La personnalité de l'artiste se manifeste d'une façon à peine voilée: une vigueur débordante, prête à déverser le trop plein d'énergie. Cette force est si violente qu'elle ne peut empêcher l'acrylique de dégouliner ou de maculer la toile de giclées, de coulures ou de balafres. 

L'écriture du peintre excitée et excitante, souvent d'une grande énergie se manifeste comme dans une transe. A l'évidence, il s'agit d'un art archaïque, primitif qui s'est frotté à la rue, possédant spontanéité, vérité et audace contre toutes les formes d'académisme ou de complaisance vis-à-vis d'un art purement esthétique. 

Bien évidemment la force intense de son acte pictural nous fait penser à l'Action Painting de Pollock et son expressionnisme enflammé, tumultueux et véhément également à Cobra et à Asger Zorn en particulier qui fut remarqué pour son expressionnisme passionné. 

Zorn, grâce à sa puissance visionnaire, éleva son art nettement au-dessus de ses contemporains. Par la destruction de la forme, il permit de s'attaquer au perfectionnisme et à un courant dominant excluant l'esthétique et dénué d'élan critique.

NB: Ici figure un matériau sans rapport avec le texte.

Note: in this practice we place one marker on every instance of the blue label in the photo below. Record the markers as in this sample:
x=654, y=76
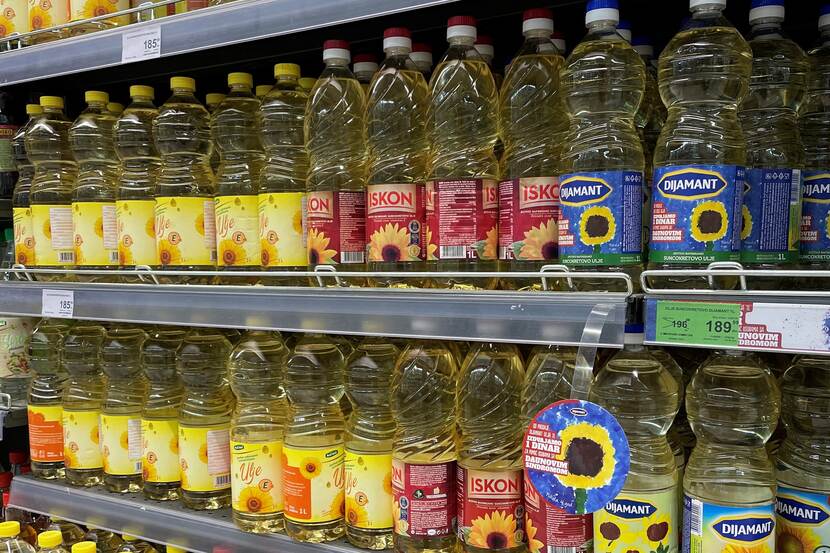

Mais jamais, malgré ses explosions chromatiques et formelles, Zorn n'anéantit totalement la forme. 

Dans le cas de Yaze, ce peintre inonde souvent ses toiles du portrait et en particulier de sa personne, n'hésitant pas à se prendre lui-même pour modèle. Il maintient, à l'exemple de son illustre maître du mouvement Cobra, un judicieux équilibre entre abstraction et figuration. 

Mais dès 2008, lors de sa première exposition personnelle à la galerie Beaubourg à Paris, l'autoportrait s'estompe de même que toute forme de figuration et il justifie lui-même cela en ces termes: 

« Pour la première fois, le visage disparaît. J'ai assez parlé de moi » 

De fait même dans ses œuvres les plus récentes, Yaze ne s'est jamais totalement détaché de la figuration.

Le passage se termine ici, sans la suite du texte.